Daryl had bought most of these things on the Internet. They’d been delivered right to his door. It was funny how the methods of murder were so easily obtainable, like an order of groceries or a print run of self-help books.
He giggled, and then stopped himself, aware of the stern and disapproving eyes that stared down from his walls. This, he knew, was serious business.
Twines of good grade fishing line. Two rolls of duct tape. Several short lengths of industrial strength bungee. A long hunting knife with a serrated blade, a tool generally used for gutting wildlife. A thin-bladed flensing knife.

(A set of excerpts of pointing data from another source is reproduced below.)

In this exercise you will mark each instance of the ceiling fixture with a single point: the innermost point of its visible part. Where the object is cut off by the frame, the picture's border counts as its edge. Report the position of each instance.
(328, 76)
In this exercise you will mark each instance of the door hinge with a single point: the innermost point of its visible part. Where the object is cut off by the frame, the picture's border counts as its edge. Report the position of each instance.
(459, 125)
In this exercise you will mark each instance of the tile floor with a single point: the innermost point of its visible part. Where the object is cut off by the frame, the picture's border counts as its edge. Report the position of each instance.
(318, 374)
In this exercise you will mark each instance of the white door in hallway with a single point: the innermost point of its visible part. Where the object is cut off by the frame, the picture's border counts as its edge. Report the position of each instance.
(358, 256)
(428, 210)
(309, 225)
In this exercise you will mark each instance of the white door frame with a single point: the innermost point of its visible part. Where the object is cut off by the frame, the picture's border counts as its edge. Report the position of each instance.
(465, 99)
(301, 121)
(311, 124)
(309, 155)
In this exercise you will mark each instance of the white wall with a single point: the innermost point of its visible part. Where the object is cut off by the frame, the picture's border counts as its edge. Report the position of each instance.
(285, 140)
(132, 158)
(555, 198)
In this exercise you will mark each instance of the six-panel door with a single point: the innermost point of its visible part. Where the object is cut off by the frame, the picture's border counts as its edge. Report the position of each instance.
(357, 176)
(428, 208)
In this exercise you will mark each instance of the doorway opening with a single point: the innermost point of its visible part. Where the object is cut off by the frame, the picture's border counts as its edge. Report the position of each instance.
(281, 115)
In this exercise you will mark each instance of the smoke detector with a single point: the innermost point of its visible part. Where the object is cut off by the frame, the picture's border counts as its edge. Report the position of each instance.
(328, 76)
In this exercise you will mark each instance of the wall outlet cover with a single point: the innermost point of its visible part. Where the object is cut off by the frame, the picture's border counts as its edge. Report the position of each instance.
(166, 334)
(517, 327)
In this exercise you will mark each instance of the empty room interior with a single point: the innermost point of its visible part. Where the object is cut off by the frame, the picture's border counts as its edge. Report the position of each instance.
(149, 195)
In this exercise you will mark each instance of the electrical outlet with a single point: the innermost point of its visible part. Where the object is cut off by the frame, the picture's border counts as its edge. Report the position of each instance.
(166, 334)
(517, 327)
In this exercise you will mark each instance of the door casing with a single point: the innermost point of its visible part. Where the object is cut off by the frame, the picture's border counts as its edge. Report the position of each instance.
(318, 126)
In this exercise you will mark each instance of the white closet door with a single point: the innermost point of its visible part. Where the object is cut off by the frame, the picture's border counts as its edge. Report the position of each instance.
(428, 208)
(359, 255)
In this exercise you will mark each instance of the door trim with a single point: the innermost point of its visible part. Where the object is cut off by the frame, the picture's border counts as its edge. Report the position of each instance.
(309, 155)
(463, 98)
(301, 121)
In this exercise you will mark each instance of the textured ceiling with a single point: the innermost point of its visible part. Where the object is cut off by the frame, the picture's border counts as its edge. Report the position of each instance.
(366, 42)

These were Daryl’s chosen tools of his wished-for trade, the artefacts of his dark religion. His ritual would be carried out using these perfect objects, each ideally suited to its particular task. He had practised often on Mother as she lay there dying, trussing her up and sealing her mouth, and only drawing back moments before the kill. Yes, a real victim would struggle more, but that would only add to the power of the moment, the intensity of the event.
Soon the act would be over; he could take off the mask and become his true self, the being which had been growing inside him for so long. The butterfly could emerge from the pupa. The hatchling would come scrabbling out to dine for the first time on the manna of the world.
No more pretending. No more faking it. Soon, and for the first time since childhood, Daryl would know what it was like to feel.